First up is Michel Gondry’s funny, warm “Interior Design.” Young filmmaker Akira (Ryo Kase) and his girlfriend Hiroko (Ayako Fujitani) come to Tokyo to make a new life for themselves. They stay in the absurdly small apartment (a necessary joke) of friend Akemi (Ayumi Ito) while looking for work and a new place to live. Akira starts to find a niche, but Hiroko feels rudderless, like she doesn’t even belong on the planet Earth. That is, until she undergoes a highly peculiar Kafkesque transformation.

Like in many an anime, Gondry’s characters are cute, spunky, and innocent. Actress Fujitani, who up to this point is best known for starring in a series of movies about giant turtle Gamera, is a pure delight here. Gondry evades his biggest weaknesses by refusing overindulgence or letting his flights of fancy usurp the story. The Debussy-like music by Etienne Charry is an ideal compliment to the moods Gondry sets. “Interior Design” is slight yet perfect. However, no doubt some feminist film student is going to erroneously generalize Hiroko’s predilections to all women and blast the movie for it at some point.

Next, we get “Merde” by one-time enfant terrible Leos Carax, returning to film for the first time since 1999’s provocative Pola X. A pseudo-spoof of Japanese monster movies, “Merde” opens with “The Creature from the Sewers” (the perfectly cast Denis Lavant) terrorizing the Tokyo populace to Akira Ifukube’s classic Godzilla score. The creature, looking like a lanky disfigured leprechaun, is finally captured and put on trial. Lucky for the creature, one of the three people on the planet who can speak his language is French attorney Voland (Jean-Francois Balmer), introduced to us brandishing a decapitated cat’s head in the court room.

One of the main jokes in the movie is the creature’s bizarre language. Ironically it sounds a bit like a mixture between Japanese Noh on speed and Chinese opera while incorporating physical gestures like face slapping and tooth poking. The audacity of the joke is in the brazen length at which Carax keeps it going. It’s helped by Lavant throwing himself into the role whole hog. “Merde” might sound like a broad comedy but Carax, as usual, is aiming for something more inscrutable, and he gets it. How pleasurable an audience will find all this though is likely to vary in the extreme. I enjoyed it.

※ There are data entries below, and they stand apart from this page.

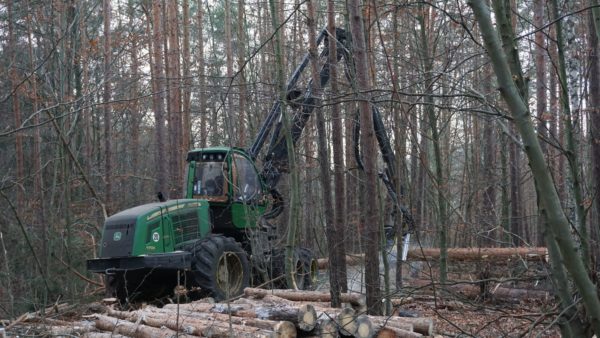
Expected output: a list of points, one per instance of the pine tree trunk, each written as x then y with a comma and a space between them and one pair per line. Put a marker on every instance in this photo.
107, 111
369, 151
241, 75
594, 100
158, 99
187, 82
339, 193
174, 106
201, 74
558, 224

The final installment is Bong Joon-ho’s “Shaking Tokyo,” about a hikikomori, the Japanese term for someone who seeks extreme isolation from others. Our unnamed protagonist (Teruyuki Kagawa) lives in his poorly lit, carefully arranged home. His obsessive-compulsive disorder has raised tidiness to the level of art as he keeps toilet paper rolls and old pizza boxes lined up against the walls like a proud CD collection. He survives on money his father sends him and orders everything he needs over the telephone. He never looks at the people that deliver his food until one day he makes eye contact for the first time in 11 years with another human being, a pizza delivery girl (Yu Aoi) who has arrived just as an earthquake begins. Of course he falls in love.

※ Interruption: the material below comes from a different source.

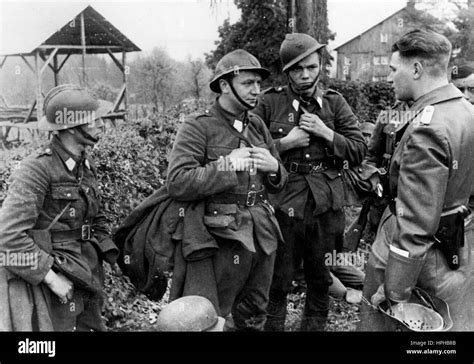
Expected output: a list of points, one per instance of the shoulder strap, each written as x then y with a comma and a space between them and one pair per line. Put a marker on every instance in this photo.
237, 134
58, 216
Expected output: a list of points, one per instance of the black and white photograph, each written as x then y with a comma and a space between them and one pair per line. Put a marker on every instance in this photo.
234, 175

The story sounds trite, but the experience lies in Bong’s truly outstanding direction and how he brilliantly conveys the interior state of his protagonist – the way he opens his front door to go outside feels like he’s entering a lion’s cage, the blinding contrast in the image magnifying his sense of disorientation once he is outside, how another human figure does a slow fade from behind a piece of glass. Bong does get too cute with tattoos of buttons on the girl’s body that actually do what’s labeled on the tattoo when pushed. Aside from this misstep, Bong carefully modulates his film’s different moods until it swirls into a soaring inimitable symphony of emotions. Yu Aoi, who despite her youth has appeared in some of the most noteworthy Japanese films this decade (Harmful Insect, All About Lily Chou-Chou, and Hanna and Alice), retains her usual alluring presence. Naoto Takenaka makes a brief but uproarious appearance playing her aggressive, intrusive boss.

In comparing the different segments, “Interior Design” and “Shaking Tokyo” are both superb. Making an analogy to gymnastics or diving, Gondry doesn’t go for quite as high a difficulty level as Bong, but he nails it while Bong comes exhilaratingly close to fulfilling his greater ambition. “Merde” is the weakest, but only relatively speaking. It is so distinctive a work that I fervently hope Carax doesn’t take another nine years off. With “Shaking Tokyo,” Bong is proving to be the most exciting and diverse filmmaker out of South Korea in recent years, and that’s saying a lot when you’re talking about the likes of Lee Chang-dong, Park Chan-wook, and Hong Sang-soo.